Hochwasserschutz liegt nicht nur dem Land Niederösterreich sondern auch dem Bund sehr am Herzen: 700 Projekte in rund 300 Gemeinden wurden mit insgesamt 1,5 Milliarden Euro finanziert und mittels neuem Donau-Vertrag fließen die finanziellen Mittel auch ungehindert weiter.
20 Jahre sind seit dem Jahrhunderthochwasser an der Donau vergangen. Seitdem investierten Bund, Land und Gemeinden mehr als 1,5 Milliarden Euro in Hochwasserschutz, Wasserrückhalt und den Katastrophenschutz entlang des großen Stromes.

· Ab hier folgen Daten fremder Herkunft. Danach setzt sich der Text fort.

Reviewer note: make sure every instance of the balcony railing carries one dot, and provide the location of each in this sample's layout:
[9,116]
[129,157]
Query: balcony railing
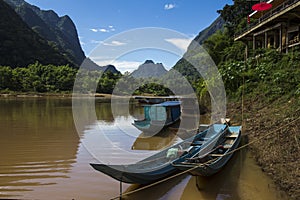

Denn für Schutz vor Hochwässern sind drei Dinge essenziell: „Gelder für Schutzprojekte mit Dämmen, Mauern und mobilen Elementen. Die Wiederanbindung von Altarmen, damit die Flüsse mehr Raum bekommen. Und unsere Feuerwehren, auf die wir uns jederzeit verlassen können“, erklärten Landesvize Stephan Pernkopf und Finanzminister Magnus Brunner bei der Inspektion der Anlagen mit Feuerwehrchef Didi Fahrafellner.
Vor Kurzem wurde auch der 3. Donau-Vertrag mit weiteren 100 Millionen Euro des Bundes für noch fehlende Hochwasserschutzbauten unterzeichnet, Sicherheit gehe eben vor, so der Tenor.